Papa Leone XIV è un finissimo intellettuale, molto preparato, con una solida formazione teologica. Una persona raffinata, anche nei modi.

Lo abbiamo visto anche nella scelta di indossare la mozzetta e la stola, diversamente dalla scelta fatta nel 2013 da papa Francesco.

Leone XIV è un pastore vicino alla gente, ma molto diverso da Bergoglio. Due grandi figure, ma appunto differenti, non poteva essere altrimenti.

Le sue prime parole al mondo, non un semplice saluto come accadeva in passato, sono state un vero e proprio discorso programmatico del suo pontificato.

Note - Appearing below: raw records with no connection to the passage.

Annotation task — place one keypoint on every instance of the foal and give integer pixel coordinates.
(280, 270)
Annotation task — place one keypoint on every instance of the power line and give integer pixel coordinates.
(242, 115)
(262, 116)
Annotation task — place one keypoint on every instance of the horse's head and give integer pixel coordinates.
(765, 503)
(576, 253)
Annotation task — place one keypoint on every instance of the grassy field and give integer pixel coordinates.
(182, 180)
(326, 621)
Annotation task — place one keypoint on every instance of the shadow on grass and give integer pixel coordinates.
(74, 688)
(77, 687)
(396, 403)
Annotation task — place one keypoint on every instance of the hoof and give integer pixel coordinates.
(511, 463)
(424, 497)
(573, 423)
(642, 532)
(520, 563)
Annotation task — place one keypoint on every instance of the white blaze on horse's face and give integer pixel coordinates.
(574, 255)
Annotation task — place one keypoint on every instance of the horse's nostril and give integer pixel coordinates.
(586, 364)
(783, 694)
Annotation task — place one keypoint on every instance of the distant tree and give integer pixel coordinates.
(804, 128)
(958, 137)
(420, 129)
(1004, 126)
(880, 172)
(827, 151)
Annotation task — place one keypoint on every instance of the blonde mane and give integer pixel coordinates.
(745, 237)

Esatto. Nel vederlo con quei fogli tra le mani ne ho subito riconosciuto, come dicevo, un suo tratto caratteristico: la sua estrema precisione. Non è uomo da slogan, da frasi ad effetto che poi svaniscono velocemente. Lui predilige profondità e concretezza.

Parla bene l’italiano?

Sì, lo parla in modo fluente, non ha scritto il discorso per motivi legati alla lingua. Lo ripeto: lo ha fatto perché quello è il suo stile. E lo ha ribadito con forza fin da subito.

Significativa anche la scelta del nome.

Leone XIII è stato l’uomo che ha ricostruito l’immagine della Chiesa dopo la perdita del potere temporale a seguito dell’Unità d’Italia. Papa Pecci, che morì a inizio Novecento a 93 anni, ha affrontato le sfide della modernità impegnandosi per ridefinire il ruolo della Chiesa nel mondo contemporaneo.

La sfida della modernità è attualissima, seppur certo declinata in altro modo, ancora oggi.

È esattamente così, papa Leone XIV sarà sicuramente all’altezza della sfida, delle sfide che lo attendono.

Tornando a Leone XIII, papa Pecci scrisse l’enciclica Rerum Novarum che segnò una svolta nella dottrina sociale della Chiesa.

In quel documento, appunto fondamentale nella storia della Chiesa, Leone XIII difese i diritti dei lavoratori, promuovendo salari equi, condizioni di lavoro dignitose e la possibilità di formare sindacati.

Papa Leone XIV è stato decenni in Perù e conosce quindi molto bene le difficoltà delle persone, il dramma della povertà lo ha toccato con mano, facendosi, come Bergoglio, vicino agli ultimi del mondo.

È nato a Chicago, ma di fatto la sua formazione pastorale è sostanzialmente sudamericana.

Questo sicuramente, infatti nel conclave avrà potuto contare sul sostegno dei cardinali delle due Americhe. Oltre a quelli del resto del mondo, chiaramente.

Un intellettuale certo, ma ora dovrà affrontare la gestione pratica della curia romana.

Lui è anche uomo di curia, nei due anni alla guida del Dicastero dei vescovi ha avuto modo di conoscere dall’interno la macchina vaticana. Un uomo metodico e preciso che affronterà le varie questioni con equilibrio e competenza. Ho molta fiducia in lui, la sua elezione come successore di Pietro è un grandissimo dono per la Chiesa e per il mondo.